Hristiyanlık tarihi bakımından her Hristiyan tarafından sevilen bir ülke olduğunun altını çizdiği ve Müslüman ağırlıklı bir nüfusa sahip olan Türkiye' nin, Anayasası'nda laik bir ülke olduğunun belirtildiğini hatırlatan Papa, "Ziyaretimin ilk gününde Türk yetkililerle görüştüm. Onlarla şiddet hakkında konuştuk. Tanrı'nın yüceltilmesi değil, onun unutulması şiddeti meydana getirir. Bu nedenle yetkililere, her devletin, vatandaşlarına ve dini topluluklara ibadet özgürlüğünü sağlamak zorunda olduğunu belirterek, Hristiyanlar ve Müslümanların, dayanışma, barış ve adalet için birlikte çalışmaları için ısrar ettim" şeklinde konuştu.

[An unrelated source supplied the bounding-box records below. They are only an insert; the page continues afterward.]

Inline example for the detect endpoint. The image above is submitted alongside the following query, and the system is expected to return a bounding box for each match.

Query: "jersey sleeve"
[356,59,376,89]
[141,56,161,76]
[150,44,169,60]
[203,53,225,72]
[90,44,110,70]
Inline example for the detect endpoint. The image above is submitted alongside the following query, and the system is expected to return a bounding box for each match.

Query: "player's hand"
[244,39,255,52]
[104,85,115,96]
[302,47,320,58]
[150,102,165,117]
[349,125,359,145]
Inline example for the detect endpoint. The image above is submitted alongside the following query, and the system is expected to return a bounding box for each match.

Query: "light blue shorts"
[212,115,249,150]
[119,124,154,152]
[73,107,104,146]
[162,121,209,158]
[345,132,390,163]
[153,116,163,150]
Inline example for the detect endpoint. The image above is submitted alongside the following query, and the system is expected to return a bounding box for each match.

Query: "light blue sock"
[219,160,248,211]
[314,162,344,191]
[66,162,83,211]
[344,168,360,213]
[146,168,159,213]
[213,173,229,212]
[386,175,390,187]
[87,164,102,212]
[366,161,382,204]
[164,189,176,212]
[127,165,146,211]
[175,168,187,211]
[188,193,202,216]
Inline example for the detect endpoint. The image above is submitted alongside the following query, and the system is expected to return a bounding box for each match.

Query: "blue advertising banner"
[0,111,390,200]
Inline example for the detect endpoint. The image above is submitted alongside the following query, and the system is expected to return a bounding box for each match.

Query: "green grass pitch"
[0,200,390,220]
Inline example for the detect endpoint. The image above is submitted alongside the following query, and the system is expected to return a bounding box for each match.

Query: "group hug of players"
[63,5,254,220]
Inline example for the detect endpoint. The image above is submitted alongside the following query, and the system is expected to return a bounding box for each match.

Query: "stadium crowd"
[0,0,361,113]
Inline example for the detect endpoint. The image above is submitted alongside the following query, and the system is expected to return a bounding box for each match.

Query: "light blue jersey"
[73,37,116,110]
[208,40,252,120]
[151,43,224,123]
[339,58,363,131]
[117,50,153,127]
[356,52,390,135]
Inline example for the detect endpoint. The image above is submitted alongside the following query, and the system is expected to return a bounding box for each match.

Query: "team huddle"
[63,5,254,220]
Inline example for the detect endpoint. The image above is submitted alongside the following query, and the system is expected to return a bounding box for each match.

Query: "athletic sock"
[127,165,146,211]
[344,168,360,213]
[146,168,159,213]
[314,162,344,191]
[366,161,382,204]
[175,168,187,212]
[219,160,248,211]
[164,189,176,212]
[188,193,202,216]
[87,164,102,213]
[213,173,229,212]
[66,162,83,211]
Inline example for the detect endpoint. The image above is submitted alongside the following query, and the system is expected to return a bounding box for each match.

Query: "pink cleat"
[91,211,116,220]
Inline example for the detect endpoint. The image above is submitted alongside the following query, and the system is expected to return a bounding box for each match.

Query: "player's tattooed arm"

Ziyaretinin ikinci gününde sembol olan (Sultanahmet ve Ayasofya) bazı yerlere gittiğini hatırlatan Papa, daha sonra kiliselerin buluşma yolunda Patrik Bartholomeos ile "Ekümenik" buluşma gerçekleştirdiğini de belirtti. İstanbul'dan ayrılmadan önce, Harbiye' deki Salesian tarikatının yönetimindeki bir okulda eğitim gören mülteci çocuklarla bir araya geldiğini de hatırlatan Papa, "Ortadoğu'daki savaş bölgelerinden gelen bu mültecilerle buluşmak benim için çok önemliydi. Onlara hem benim hem de Kilise' nin yakınlığını göstermek içindi bu. Aynı zamanda, Türkiye' nin misafirperverliğinin altını çizmek için de onlarla buluştum. Buradan tekrar, çok sayıda mülteciye kucak açan Türkiye' ye ve Salesianlara ve mülteciler için çalışan diğer insanlara teşekkür ediyorum" dedi. Papa ayrıca seyahatten önce de söylediği gibi, Türkiye' ye gerçekleştirdiği Apostolik seyahatin, 1054 yılında ayrılan kiliselerin birliğinin sağlanması ve Ortadoğu' da barış meyveleri vermeye vesile olmasını da umduğunu yineledi.